Do they believe they’re a different team?
For so many years it’s been a similar story: The Raptors make some small tweak, either in personnel, style or approach, and spend most of the regular season telling us (and probably themselves) that things will turn out differently. But then the playoffs roll around and the result is more or less the same.
Three sweeps in four years. Three consecutive years of being eliminated by LeBron James and the Cavs, including two straight second-round sweeps. The roadblock was very real, they certainly weren’t the only team that couldn’t get past James, but there always seemed to be more to it. They had always refuted the suggestion that LeBron, Cleveland and all their past postseason failures were in their heads, that is until after the Game 4 loss last spring, when a few of the players admitted that, yeah, maybe it was in their head.

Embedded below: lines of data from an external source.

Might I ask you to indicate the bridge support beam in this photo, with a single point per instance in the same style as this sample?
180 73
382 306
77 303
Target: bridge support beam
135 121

These new-look Raptors haven’t even played a real game yet, but there’s something different about the way they’re carrying themselves. For years this was a team that had tempered expectations, at least publically. They would talk about the growth process and getting better each year, avoiding specific targets and certainly staying clear of a word that, up until recently, they’ve had no business using anyways.
Ask any player what the goal is now and they’ll tell you it’s a championship. The word was used more in a two-hour span on media day than during entire seasons that came before it. Whether their newfound confidence is a product of James moving west, or their own off-season shakeup, or – more likely – both isn’t important. What’s important is that they believe they’re good enough to finally put the past behind them and take that next step. Having players like Leonard and Green around, guys that have been part of a championship-winning program in San Antonio, can only help.
A lot is expected of them as a team, more than ever before, but they’re not shying away from it.
“Honestly, when you expect more from yourself than anybody else [external expectations] don’t really matter,” VanVleet said last week. “Every guy in this room expects to win the championship. We expect to win every game, so it can’t be more than that. You can’t expect any more than what we expect from ourselves. So it doesn’t faze us.”
“We’re going to go out and try to win a championship,” Lowry said. “Gold ball trophy, all that stuff, you know? So that’s it.”
Now they’ve got to go out and prove it.